In [None]:
import pandas as pd
import numpy as np
import os
import matplotlib.pyplot as plt
from matplotlib import style
import seaborn as sns
from fitter import Fitter

from sklearn.feature_selection import SelectKBest 
from sklearn.feature_selection import f_classif 
from sklearn.feature_selection import RFE 
from sklearn.ensemble import ExtraTreesClassifier  

In [None]:
train = pd.read_csv("datasets/training.csv") #filepath
train

# Divir en 3 subsets según sus características físicas:

1. Inicial (tau)
2. Decaimiento (muon)
3. Información del detector (detector)

In [None]:
subset_tau =train[["LifeTime", "FlightDistance", "dira", "mass" , "pt" , "IP", "IPSig" , "VertexChi2","signal" ]]
subset_mu = train[["p0_p", "p1_p", "p2_p", "p0_pt" , "p1_pt" , "p2_pt", "p0_eta" , "p1_eta","p2_eta","signal"  ]]
subset_detector = train.drop(["LifeTime", "FlightDistance", "dira", "mass" , "pt" , "IP", "IPSig" , "VertexChi2","signal", "p0_p", "p1_p", "p2_p", "p0_pt" , "p1_pt" , "p2_pt", "p0_eta" , "p1_eta","p2_eta" ], axis=1)

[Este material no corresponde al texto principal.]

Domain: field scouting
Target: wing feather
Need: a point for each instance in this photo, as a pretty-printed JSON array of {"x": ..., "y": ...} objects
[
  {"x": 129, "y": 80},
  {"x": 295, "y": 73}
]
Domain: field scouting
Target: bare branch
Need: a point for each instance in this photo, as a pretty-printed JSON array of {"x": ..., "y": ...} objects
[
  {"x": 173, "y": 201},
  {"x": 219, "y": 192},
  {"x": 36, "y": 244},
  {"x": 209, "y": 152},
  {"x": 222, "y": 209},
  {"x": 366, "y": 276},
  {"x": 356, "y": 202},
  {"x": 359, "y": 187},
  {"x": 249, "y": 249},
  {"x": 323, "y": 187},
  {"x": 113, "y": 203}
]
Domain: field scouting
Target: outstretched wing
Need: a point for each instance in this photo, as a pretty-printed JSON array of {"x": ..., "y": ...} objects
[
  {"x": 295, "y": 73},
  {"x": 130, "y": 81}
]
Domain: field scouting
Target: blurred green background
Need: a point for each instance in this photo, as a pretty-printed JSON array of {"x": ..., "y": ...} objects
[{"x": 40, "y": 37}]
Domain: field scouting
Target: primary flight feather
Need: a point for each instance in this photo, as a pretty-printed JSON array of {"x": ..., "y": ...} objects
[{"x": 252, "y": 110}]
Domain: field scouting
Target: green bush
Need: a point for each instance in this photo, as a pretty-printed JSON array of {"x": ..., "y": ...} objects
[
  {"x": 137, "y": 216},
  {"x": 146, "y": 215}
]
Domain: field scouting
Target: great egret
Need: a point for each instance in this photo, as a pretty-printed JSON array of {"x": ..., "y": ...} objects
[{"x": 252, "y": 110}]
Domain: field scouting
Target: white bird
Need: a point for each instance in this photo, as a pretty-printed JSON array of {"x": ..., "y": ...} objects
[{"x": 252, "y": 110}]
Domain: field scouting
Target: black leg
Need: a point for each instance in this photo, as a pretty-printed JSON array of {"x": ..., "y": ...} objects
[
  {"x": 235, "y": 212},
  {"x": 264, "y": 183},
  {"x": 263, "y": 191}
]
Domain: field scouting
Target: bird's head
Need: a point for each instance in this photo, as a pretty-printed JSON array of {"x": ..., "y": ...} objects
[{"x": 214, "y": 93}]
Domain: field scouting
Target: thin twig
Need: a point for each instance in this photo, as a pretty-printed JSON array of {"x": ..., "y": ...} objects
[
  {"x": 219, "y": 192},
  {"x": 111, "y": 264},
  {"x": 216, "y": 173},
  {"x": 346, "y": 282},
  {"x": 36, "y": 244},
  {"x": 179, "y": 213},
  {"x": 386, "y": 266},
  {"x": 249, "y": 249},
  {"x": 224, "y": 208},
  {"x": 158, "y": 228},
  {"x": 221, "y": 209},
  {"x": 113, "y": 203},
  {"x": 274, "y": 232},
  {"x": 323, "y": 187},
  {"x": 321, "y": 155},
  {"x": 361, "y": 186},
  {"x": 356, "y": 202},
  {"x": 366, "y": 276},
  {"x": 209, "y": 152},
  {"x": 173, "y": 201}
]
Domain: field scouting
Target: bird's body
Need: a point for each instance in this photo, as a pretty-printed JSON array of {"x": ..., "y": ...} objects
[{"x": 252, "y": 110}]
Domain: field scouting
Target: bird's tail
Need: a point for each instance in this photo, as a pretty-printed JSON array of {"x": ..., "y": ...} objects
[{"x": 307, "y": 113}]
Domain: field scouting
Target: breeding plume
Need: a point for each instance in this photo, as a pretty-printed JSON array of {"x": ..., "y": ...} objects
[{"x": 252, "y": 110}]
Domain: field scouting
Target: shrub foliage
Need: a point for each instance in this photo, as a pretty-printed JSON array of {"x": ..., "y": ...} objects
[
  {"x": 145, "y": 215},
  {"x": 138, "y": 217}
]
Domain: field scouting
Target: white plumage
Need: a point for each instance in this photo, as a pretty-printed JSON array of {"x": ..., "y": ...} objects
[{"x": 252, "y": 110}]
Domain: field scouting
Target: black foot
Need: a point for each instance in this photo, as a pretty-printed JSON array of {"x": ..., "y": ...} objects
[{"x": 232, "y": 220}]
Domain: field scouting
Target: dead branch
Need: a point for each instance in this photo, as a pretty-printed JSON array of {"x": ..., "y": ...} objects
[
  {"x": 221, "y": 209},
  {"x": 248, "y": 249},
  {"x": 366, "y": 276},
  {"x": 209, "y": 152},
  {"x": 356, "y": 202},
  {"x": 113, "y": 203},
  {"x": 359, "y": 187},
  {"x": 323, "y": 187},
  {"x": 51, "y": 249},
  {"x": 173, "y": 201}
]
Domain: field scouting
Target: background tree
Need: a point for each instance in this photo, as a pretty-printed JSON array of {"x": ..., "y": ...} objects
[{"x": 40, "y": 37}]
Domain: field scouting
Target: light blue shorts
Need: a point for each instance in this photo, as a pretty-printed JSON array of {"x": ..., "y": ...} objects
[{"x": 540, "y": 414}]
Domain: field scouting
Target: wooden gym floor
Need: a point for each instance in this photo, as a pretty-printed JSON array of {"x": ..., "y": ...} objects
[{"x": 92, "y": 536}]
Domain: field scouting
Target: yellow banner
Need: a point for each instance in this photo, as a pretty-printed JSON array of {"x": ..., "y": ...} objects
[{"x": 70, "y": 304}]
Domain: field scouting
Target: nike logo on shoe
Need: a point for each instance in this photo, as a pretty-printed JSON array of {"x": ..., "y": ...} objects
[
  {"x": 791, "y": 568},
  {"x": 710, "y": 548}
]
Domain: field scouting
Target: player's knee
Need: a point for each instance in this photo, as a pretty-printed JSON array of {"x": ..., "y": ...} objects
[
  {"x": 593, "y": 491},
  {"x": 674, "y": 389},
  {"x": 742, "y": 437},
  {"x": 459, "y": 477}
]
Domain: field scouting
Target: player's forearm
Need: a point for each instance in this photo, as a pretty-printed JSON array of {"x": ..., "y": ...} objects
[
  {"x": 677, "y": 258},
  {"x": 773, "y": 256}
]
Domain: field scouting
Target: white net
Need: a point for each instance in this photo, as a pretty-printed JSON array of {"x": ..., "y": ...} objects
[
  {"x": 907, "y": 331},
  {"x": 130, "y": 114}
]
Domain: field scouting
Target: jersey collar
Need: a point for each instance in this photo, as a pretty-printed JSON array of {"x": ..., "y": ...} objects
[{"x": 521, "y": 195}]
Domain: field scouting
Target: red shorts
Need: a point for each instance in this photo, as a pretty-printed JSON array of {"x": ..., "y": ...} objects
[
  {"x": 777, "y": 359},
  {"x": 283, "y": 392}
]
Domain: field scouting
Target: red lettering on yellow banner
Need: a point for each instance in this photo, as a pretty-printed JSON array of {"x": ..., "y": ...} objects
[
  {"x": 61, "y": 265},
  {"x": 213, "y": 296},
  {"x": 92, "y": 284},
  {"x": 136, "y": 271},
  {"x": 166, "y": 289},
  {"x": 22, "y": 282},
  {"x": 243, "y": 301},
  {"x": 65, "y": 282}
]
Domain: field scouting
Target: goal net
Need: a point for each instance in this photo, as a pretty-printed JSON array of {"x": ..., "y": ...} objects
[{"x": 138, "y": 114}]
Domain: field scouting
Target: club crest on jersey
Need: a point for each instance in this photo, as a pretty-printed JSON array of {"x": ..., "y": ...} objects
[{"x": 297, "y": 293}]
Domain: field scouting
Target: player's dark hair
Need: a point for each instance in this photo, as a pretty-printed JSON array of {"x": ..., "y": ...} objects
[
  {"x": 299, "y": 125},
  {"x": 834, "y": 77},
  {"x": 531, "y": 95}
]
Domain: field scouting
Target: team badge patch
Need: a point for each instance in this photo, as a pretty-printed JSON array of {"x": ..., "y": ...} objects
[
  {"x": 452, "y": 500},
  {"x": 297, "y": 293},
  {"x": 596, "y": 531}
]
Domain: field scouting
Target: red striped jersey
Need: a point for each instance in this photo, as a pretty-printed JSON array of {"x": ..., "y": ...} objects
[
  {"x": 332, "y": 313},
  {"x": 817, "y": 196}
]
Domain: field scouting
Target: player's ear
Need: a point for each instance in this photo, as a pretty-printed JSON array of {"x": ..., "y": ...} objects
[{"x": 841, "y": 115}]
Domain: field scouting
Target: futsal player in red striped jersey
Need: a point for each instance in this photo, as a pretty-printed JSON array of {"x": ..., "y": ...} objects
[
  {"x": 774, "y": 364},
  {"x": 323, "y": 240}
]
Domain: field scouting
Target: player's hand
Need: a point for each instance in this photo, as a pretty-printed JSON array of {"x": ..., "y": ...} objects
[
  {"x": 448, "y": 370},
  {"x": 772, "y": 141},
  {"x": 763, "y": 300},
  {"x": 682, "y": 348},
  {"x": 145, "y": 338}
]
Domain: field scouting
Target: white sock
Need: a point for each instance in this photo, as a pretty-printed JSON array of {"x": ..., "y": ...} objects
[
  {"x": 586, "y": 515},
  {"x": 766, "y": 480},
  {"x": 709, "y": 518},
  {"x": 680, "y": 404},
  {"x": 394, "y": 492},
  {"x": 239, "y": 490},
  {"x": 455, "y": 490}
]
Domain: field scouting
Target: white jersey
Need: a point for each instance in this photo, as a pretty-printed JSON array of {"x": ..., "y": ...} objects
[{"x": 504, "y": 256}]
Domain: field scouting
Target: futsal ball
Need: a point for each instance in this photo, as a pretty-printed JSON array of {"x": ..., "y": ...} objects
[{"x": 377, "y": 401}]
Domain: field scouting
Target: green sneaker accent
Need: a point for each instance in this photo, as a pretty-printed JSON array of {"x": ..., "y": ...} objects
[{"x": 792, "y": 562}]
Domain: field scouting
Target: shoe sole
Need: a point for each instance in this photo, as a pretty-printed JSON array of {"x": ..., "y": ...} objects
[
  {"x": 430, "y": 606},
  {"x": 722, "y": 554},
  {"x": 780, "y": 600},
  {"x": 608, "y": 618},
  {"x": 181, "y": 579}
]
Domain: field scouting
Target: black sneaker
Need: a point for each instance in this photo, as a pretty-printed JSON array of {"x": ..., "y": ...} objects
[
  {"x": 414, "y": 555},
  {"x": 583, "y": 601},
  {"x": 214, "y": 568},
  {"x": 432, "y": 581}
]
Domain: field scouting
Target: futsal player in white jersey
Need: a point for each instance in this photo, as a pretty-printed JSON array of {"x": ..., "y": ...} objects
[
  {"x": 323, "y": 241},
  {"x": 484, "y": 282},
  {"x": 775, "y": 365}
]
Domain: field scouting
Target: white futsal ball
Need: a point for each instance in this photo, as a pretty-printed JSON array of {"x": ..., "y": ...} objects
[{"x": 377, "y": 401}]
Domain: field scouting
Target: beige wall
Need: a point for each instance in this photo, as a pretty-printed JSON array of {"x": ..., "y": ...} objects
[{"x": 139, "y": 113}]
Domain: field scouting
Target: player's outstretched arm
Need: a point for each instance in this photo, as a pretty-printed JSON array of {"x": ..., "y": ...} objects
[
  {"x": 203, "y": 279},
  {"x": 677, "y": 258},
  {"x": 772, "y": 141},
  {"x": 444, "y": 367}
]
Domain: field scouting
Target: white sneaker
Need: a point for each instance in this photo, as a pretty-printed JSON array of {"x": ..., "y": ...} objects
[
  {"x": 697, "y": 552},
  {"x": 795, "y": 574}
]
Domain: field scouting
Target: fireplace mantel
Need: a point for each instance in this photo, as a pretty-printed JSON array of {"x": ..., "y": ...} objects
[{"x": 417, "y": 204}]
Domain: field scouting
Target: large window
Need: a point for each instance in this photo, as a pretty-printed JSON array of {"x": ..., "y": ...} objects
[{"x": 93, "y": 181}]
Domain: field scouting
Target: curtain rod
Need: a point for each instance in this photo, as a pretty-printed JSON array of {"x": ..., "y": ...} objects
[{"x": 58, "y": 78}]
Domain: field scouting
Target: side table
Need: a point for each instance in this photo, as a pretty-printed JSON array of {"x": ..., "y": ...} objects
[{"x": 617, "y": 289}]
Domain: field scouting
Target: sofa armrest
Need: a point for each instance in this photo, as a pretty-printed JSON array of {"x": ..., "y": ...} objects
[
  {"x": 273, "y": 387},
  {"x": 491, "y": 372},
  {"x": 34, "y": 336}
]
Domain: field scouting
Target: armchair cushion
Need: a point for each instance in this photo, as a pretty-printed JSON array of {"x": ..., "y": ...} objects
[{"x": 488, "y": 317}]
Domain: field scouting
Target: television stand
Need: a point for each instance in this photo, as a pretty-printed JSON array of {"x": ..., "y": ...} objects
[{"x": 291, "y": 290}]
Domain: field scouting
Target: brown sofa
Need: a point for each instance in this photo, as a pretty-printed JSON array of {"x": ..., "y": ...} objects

# Correlación entre señal y background de las variables numéricas (Ejemplo tau)


In [None]:
# Variable numérica
fig, axes = plt.subplots(nrows=3, ncols=3, figsize=(9, 5))
axes = axes.flat
columnas = subset_tau.select_dtypes(include=['float64', 'int']).columns
columnas = columnas.drop('signal') # objetivo

for i, colum in enumerate(columnas):
    sns.regplot(
        x           = subset_tau[colum],
        y           = subset_tau['signal'],
        color       = "gray",
        marker      = '.',
        scatter_kws = {"alpha":0.4},
        line_kws    = {"color":"r","alpha":0.7},
        ax          = axes[i]
    )
    axes[i].set_title(f"Señal/Background vs {colum}", fontsize = 7, fontweight = "bold")
    axes[i].tick_params(labelsize = 6)
    axes[i].set_xlabel("")
    axes[i].set_ylabel("")

# Se eliminan los axes vacíos
for i in [8]:
    fig.delaxes(axes[i])
    
fig.tight_layout()
plt.subplots_adjust(top=0.9)
fig.suptitle('Correlación con Señal/background', fontsize = 10, fontweight = "bold");

In [None]:
subset_tau.isnull().any().any()

# Selección de variables (Ejemplo tau)

1. Objetivo: y
2. Características: x

En este caso queremos separar la señal del background

In [None]:
x = subset_tau['signal']
k = 4  # número de atributos a seleccionar
entrenar = subset_tau.drop(['signal'], axis=1)
columnas = list(entrenar.columns.values)
seleccionadas = SelectKBest(f_classif, k=k).fit(entrenar, x)
atrib = seleccionadas.get_support()
atributos = [columnas[i] for i in list(atrib.nonzero()[0])]
atributos

# Selección de variables: Todas las variables

In [None]:
#51 variables 
x_all = train['signal'] Objetivo
entrenar_all = train.drop(['signal'], axis=1)
columnas_all = list(entrenar_all.columns.values) 
modelo_all = ExtraTreesClassifier()
erec_all = RFE(modelo_all)  
erec_all = erec_all.fit(entrenar_all, x_all)

In [None]:
atrib_all = erec_all.support_
atributos_all = [columnas_all[i] for i in list(atrib_all.nonzero()[0])]
atributos_all

In [None]:
# Importancia de atributos.
modelo_all.fit(entrenar_all, x_all)
modelo_all.feature_importances_[:24]

# Ajustar distribuciones a los datos (Ejemplo tau)

In [None]:
fig, axes = plt.subplots(nrows=3, ncols=3, figsize=(9, 5))
axes = axes.flat
for i, colum in enumerate(subset_tau):
    sns.histplot(
        data     = subset_tau,
        x        = colum,
        stat     = "count",
        kde      = True,
        color    = (list(plt.rcParams['axes.prop_cycle'])*2)[i]["color"],
        line_kws = {'linewidth': 2},
        alpha    = 0.3,
        ax       = axes[i]
    )
    axes[i].set_title(colum, fontsize = 7, fontweight = "bold")
    axes[i].tick_params(labelsize = 6)
    axes[i].set_xlabel("")
    fig.tight_layout()
plt.subplots_adjust(top = 0.9)


# Ajustar distribución a la variable mas importanate (Lifetime)

In [None]:
# 80 distribuciones
distribuciones = ['cauchy', 'chi2', 'expon',  'exponpow', 'gamma',
                  'norm', 'powerlaw', 'beta', 'logistic']
# Atributo
fitter = Fitter(train.LifeTime, distributions=distribuciones)
fitter.fit()
fitter.summary(Nbest=10, plot=False)